NodeJS v4.3.0
npm install -g maplesyrup
maplesyrup < input_file > output_file
Given a list of patterns and a list paths, for each path find a pattern from the list of patterns that best describes the path.
To help us think about the problem, let's give a definition to few things:
- Number of paths is N
- Number of patterns is M
- A path delimiter is one of: forward slash, beginning of line, end of line
- A pattern delimiter is one of: comma, beginning of line, end of line
- A path segment is a single piece of path that is contained between two path delimiters
- A pattern segment is a single piece of pattern that is contained between two path delimiters
- A length of pattern or a path is the number of segments they have
- Index of a segment is its position from left to right
- Avarage length of a path is K
- Average length of a pattern is P
Let's also assume that in order for a pattern to match a path:
- They must have the same length
- Each segment of a path must match a segment of a pattern of the same index
We have to check each path against each pattern which gives us O(N * M) or more precisely O(N * K * M).
Using a tree allows us to minimize number of possible matches for each consecutive segment.
- Construct a pattern tree in O(M * log(M * P)).
- Traverse the tree once for each path in O(N * K * log(M))

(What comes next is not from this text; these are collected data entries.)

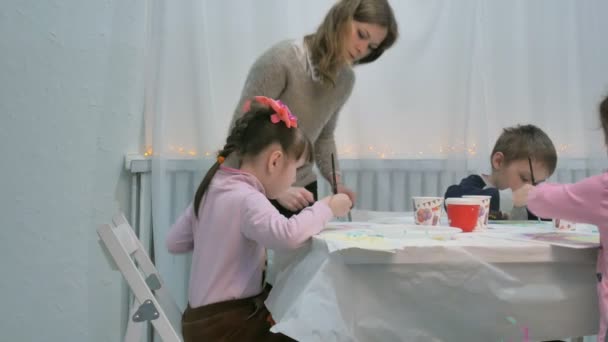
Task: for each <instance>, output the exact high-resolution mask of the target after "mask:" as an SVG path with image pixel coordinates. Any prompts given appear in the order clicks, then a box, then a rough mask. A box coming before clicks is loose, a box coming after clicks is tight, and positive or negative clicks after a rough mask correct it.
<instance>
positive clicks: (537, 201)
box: [528, 97, 608, 341]
mask: <svg viewBox="0 0 608 342" xmlns="http://www.w3.org/2000/svg"><path fill="white" fill-rule="evenodd" d="M600 120H601V122H602V128H603V129H604V141H605V142H606V143H607V145H608V97H606V98H605V99H604V101H602V103H601V104H600ZM528 208H529V209H530V210H531V211H532V212H533V213H534V214H536V215H537V216H542V217H552V218H560V219H565V220H569V221H574V222H581V223H590V224H594V225H597V226H598V229H599V232H600V244H601V246H600V251H599V255H598V260H597V281H598V283H597V296H598V300H599V309H600V324H599V332H598V341H605V340H606V328H607V326H608V324H607V323H608V279H606V278H607V277H604V275H607V274H608V269H607V266H608V259H607V258H608V255H607V254H606V250H605V249H604V247H608V173H603V174H601V175H597V176H593V177H589V178H586V179H584V180H582V181H580V182H578V183H575V184H547V183H543V184H540V185H538V186H537V187H535V188H534V189H532V190H531V191H530V193H529V194H528Z"/></svg>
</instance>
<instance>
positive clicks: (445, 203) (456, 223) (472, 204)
mask: <svg viewBox="0 0 608 342" xmlns="http://www.w3.org/2000/svg"><path fill="white" fill-rule="evenodd" d="M480 204H481V202H480V200H479V199H476V198H448V199H446V200H445V205H446V207H447V212H448V221H449V223H450V227H458V228H460V229H462V231H463V232H466V233H468V232H472V231H473V229H475V226H476V225H477V217H478V216H479V206H480Z"/></svg>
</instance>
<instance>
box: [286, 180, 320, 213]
mask: <svg viewBox="0 0 608 342" xmlns="http://www.w3.org/2000/svg"><path fill="white" fill-rule="evenodd" d="M314 201H315V199H314V197H313V195H312V192H310V191H308V190H306V189H305V188H301V187H297V186H292V187H290V188H289V189H287V191H285V192H284V193H283V194H281V195H280V196H279V197H277V202H279V204H280V205H281V206H283V208H285V209H287V210H289V211H294V212H295V211H300V210H302V209H304V208H306V207H308V206H309V205H310V204H311V203H313V202H314Z"/></svg>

It might be possible to further optimize the algorithm by comparing the size of N and M. For example, for a really large M and small N it would be faster to skip the tree construction.
-
Referencing children using a hashmap inside the pattern tree plays a big role in performance gains. It allows us to not enumerate through all the patterns and instead only look at the ones with matching segments.
-
To learn about a specific term, open the corresponding file in lib. For example, a
path
is defined in ./lib/path.js -
Next step for this project is to create automated unit tests.